La prière du coucher

Pour la prière du coucher, on trouve plusieurs noms en berbère. D'abord, on a les noms qui signifient « celles du souper ».

Souss : tinwutci (Aznag), tiwwutci (Ibn Tunart, Awzal) Zenaga : tnutcan

En Mozabite et à Ouargla, on trouve une dérivation du nombre « cinq ».

  • Mzab : tisemmesin
  • Ouargla : tisemmesin

Enfin, on trouve des parlers où le terme pour cette prière est dérivé du mot local pour « crépuscule du soir ».

  • Touareg : amud en almez
  • Ghadames : ammud n abenneben

La prière du soir

Le terme berbère, pour la prière du soir signifie « celles du sommeil »

  • Mzab : tinnides
  • Ouargla : tizilla n tinnides
  • Souss : tinyids (Aznag, Awzal), tiyyits (Ibn Tunart, Awzal)
  • Ghadames : ammud n tenides

Cf. Aussi Zenaga «tiyats : rupture du jeûne au cours de la journée ». En Touareg, on trouve la forme « amud en tsutsin ». Cette forme pourrait être dérivée du mot «edes : sommeil », mais on ne peut pas exclure qu'il existe un lien avec le nom de nombre « sedis : six ».

La prière de l'aube

Les termes, pour la prière de l'aube, sont empruntés de l'arabe, soit des calques « prière du matin » : Ouargla « tizilla n ghabecca » (ghabecca : matin), Touareg « amud en tufat ».
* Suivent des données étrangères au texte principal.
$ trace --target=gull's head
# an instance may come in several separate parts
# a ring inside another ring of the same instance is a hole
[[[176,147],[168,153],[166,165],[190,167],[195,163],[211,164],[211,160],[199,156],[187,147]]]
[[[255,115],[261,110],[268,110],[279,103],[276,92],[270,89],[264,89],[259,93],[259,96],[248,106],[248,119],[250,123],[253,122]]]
En conclusion, les noms des prières canoniques sont d'une uniformité remarquable dans les parlers berbères. Tandis qu'il ne semble pas exister une forme ancienne pour la prière de l'aube et que le cas de la prière du coucher est compliqué, on retrouve les désignations pour les autres trois prières dans des formes pareilles dans toute l'aire linguistique berbère.

Conclusion

Les sept mots que nous venons de traiter sont tous des termes indispensables pour un nouveau converti à l'islam. A priori, il est probable que ces termes sont parmi les premiers termes islamiques en berbère. En fait, il est étonnant que d'autres concepts fondamentaux ne figurent pas dans la liste des termes anciens. Il se trouve dehors du cadre de cet article d'étudier ce problème.

L'étude des premiers termes berbères pour les concepts fondamentaux de l'islam nous montre deux choses.

L'islamisation s'est faite à travers un vocabulaire islamique berbérisé ou berbère. Les nouveaux termes sont le résultats d'un effort intentionnel pour adapter les concepts nouveaux à la langue berbère. Les termes en question sont répandus dans tous les parlers berbères. Ceci montre que leur propagation s'est faire à partir d'un seul centre missionnaire. Le fait que tous les Berbères ont accepté les termes, qu'ils soient sunnites ou abadhites, montre que cette propagation s'est faite à un temps où, en Afrique du Nord, le schisme islamique ne jouait pas encore un rôle important.

Ces sept mots berbères nous mènent à la conclusion que, à un moment très précoce; l'islamisation s'est faite à partir d'un seul centre qui employait le berbère comme langue de mission. Vu l'histoire de l'Afrique du Nord, il est probable qu'il s'agit de termes d'origine abadhite.